How can you even have two disjoint dense convex subsets of a vector space? That just seems wrong to me. I'm mostly saying this because I don't know what $c_{00}(\mathbb N)$ stands for, so I'm just wondering. –  Patrick Da Silva Feb 4 '12 at 22:50
    
@Patrick $c_{00}$ is the set of finitely supported sequences (the coordinates are all 0 after some point). –  David Mitra Feb 4 '12 at 22:53
    
@KotelKanim You are right this solution holds for continuous functionals. –  userNaN Feb 4 '12 at 22:56
    
@David : Thanks.
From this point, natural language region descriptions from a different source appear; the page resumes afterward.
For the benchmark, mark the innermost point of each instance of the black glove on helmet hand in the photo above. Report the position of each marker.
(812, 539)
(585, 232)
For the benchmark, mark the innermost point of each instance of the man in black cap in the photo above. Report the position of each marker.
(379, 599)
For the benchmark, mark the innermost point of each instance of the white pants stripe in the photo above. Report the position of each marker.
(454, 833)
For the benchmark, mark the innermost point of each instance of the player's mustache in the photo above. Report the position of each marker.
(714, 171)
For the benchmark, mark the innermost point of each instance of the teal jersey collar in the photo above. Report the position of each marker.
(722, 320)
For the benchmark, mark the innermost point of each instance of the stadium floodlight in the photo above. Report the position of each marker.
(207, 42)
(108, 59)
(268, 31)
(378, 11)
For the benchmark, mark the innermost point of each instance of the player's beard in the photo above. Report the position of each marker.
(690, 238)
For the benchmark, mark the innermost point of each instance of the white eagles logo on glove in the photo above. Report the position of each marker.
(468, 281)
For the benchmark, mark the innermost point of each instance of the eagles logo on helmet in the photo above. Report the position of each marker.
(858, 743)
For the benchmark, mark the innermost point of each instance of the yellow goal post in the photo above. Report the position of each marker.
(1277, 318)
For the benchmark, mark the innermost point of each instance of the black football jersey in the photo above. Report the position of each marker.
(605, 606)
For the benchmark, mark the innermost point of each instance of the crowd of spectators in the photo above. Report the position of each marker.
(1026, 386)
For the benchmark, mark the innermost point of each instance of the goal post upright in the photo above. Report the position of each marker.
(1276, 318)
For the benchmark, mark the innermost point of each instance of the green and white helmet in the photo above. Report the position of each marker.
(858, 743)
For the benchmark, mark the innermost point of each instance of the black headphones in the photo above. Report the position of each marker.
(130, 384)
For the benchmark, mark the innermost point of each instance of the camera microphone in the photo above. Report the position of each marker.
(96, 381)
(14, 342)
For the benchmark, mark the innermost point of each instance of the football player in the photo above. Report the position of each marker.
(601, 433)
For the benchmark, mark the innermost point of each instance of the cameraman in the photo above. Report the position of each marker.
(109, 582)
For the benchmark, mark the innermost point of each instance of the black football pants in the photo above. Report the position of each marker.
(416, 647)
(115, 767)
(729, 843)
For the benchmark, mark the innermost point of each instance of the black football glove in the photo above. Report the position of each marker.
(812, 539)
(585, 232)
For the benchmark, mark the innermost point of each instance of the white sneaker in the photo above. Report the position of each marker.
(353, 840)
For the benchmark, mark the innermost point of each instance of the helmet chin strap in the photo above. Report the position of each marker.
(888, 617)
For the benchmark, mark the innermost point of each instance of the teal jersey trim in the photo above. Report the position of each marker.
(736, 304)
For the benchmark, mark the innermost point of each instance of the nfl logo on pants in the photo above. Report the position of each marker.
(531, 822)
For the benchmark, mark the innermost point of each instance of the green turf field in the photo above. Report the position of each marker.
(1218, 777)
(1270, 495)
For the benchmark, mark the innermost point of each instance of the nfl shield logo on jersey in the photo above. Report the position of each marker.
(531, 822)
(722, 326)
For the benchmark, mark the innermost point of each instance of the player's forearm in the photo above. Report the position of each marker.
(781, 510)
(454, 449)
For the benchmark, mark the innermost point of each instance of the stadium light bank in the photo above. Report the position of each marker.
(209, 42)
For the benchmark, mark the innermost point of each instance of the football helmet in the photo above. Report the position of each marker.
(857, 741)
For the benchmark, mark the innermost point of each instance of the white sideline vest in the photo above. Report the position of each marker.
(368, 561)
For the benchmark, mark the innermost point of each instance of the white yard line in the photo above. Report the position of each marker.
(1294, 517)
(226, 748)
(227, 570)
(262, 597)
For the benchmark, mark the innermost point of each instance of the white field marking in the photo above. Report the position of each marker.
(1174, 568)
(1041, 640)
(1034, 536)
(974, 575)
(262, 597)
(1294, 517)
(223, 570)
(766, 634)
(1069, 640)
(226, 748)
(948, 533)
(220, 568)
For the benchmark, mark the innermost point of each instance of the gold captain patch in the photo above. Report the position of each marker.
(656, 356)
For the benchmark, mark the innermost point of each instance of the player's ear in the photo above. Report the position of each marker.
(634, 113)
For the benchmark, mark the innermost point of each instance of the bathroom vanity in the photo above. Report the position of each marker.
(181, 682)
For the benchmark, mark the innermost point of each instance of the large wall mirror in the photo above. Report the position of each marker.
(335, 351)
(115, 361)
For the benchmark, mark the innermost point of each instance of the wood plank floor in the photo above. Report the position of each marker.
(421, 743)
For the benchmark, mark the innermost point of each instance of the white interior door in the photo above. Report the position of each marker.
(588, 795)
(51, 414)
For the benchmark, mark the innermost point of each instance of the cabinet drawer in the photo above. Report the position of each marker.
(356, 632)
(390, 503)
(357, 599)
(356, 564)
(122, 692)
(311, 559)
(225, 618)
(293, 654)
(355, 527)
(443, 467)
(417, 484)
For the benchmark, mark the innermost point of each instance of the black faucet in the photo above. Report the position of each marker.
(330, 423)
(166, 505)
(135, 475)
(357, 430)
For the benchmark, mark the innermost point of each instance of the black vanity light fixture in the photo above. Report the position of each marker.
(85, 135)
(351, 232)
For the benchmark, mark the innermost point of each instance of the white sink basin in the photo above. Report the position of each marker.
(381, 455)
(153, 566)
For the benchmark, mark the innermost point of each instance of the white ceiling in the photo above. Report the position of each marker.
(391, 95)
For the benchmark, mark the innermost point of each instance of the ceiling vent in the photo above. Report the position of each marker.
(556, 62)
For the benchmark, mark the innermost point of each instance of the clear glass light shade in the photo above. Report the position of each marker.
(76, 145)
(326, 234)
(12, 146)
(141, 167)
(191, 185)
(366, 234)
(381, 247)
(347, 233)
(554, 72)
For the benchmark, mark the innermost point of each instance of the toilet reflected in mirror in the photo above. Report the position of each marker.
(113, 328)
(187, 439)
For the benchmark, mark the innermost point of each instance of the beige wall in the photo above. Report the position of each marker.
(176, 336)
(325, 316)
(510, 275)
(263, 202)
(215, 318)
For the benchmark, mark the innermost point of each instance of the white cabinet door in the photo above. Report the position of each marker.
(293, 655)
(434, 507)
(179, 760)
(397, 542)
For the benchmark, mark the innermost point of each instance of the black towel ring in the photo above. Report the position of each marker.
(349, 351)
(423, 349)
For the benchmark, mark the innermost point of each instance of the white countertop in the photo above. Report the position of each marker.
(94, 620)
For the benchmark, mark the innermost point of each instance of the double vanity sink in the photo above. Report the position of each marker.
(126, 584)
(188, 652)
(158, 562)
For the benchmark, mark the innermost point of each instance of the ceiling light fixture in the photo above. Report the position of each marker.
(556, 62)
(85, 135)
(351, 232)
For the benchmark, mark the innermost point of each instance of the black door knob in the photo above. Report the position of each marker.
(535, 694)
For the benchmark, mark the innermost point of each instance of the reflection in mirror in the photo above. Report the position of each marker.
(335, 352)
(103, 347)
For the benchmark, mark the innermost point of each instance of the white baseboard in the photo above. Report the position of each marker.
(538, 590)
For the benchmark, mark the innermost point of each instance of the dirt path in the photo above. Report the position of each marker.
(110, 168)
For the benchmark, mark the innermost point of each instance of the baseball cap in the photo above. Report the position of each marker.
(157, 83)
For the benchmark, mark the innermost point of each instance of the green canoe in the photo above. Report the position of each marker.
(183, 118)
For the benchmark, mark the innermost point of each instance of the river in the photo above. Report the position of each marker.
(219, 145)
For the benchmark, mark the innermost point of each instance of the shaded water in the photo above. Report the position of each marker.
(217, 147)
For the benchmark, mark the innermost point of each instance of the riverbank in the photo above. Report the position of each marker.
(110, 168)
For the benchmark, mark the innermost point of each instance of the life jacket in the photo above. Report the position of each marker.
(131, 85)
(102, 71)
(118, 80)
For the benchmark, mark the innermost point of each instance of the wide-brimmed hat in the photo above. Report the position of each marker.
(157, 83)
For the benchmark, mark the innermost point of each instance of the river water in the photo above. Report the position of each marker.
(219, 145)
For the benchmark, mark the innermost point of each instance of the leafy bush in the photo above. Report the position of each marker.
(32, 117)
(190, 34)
Now everything makes more sense. =) –  Patrick Da Silva Feb 4 '12 at 22:59

The answer is no in general. Put $X:=\ell^1(\mathbb N^*)$, $$\begin{align} A_0 &:=\{x=\{x_n\}\in X, \forall n\geq 1, x_{2n}=0\},\\ B &:=\{x=\{x_n\}\in X, \forall n\geq 1, x_{2n}=2^{-n}x_{2n-1}\}.\end{align}$$

Let $c\in X$ given by $c_{2n-1}=0$ and $c_{2n}=2^{-n}$. Then $c\notin A_0+B$, and putting $A:=A_0-c$, we note that $A$ and $B$ are two closed disjoint subset which cannot be weakly separated.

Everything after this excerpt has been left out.